Work with the system rather against it. I have always been a big fan of this approach as it proved to be successful every time it was put into practice.

So you receive one of these phone calls. The girl on the other end presents herself as Jessica Smith. The company has to do something with financing. The conversation goes as usual. She explains that she is calling in regards to a recent well known court case in UK in which major banks were made to return to their customers various service charges they have collected over the years, plus the reflective 8% of interest for up to £1000. She will send you the forms, which you have to fill in and send back. The background noise from her side hints a busy call center. It feels legitimate. In fact, it feels like you are getting a call from your bank. All that you have do is to give away just your address and full name and this is only because of the data protection act as you are kindly informed on the phone.

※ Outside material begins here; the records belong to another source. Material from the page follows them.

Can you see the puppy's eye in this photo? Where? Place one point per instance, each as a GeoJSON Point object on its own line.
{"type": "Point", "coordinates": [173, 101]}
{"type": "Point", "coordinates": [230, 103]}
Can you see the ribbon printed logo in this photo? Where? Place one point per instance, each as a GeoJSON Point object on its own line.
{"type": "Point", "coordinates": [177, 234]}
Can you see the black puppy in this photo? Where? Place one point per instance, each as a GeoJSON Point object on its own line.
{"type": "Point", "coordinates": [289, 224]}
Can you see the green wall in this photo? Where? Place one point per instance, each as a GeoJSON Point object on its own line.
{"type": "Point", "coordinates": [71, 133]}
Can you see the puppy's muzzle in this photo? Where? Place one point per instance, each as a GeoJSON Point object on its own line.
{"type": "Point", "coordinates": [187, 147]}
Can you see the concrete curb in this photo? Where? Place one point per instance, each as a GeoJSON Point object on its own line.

Most people will happily give away all the information. A reasonable person should ask for confirmation that the person on the other end is in fact entitled to receive personal information. Unfortunately, most of the time you cannot get such confirmation because in order to confirm that they need to get your details to unlock your details even though the organization that is calling you is completely legitimate and they already have your details. Complicated! So you get into this very awkward, twisted situation where there is no way out.

The best way to deal with it is to ask the person on the other end to give you their details. Then you have to do some research and if all looks good you can pretty much trusted them to a degree, depending on your likings. It is not very convenient, is it?

The problem here is in the process. Situations like the one described above happen every day and this is the problem. We get used to the process in the system. Obviously the system is flawed and as such it can be used for illegitimate purposes quite easily. I imagine a typical identity theft attack may unfold like this:

  1. Ring a random number. Simulate background noise from call center. Tell the victim whole a lot of crap about the data protection act and how you really care about it but unfortunately you have to get their name and address.
  2. Send them mail. This stage softens the next cold call.
  3. Ring them again. Get more information.
  4. Repeat all steps until you are satisfied!

Nigerian scammers are way behind similar attacks, which imho should be a lot more successful.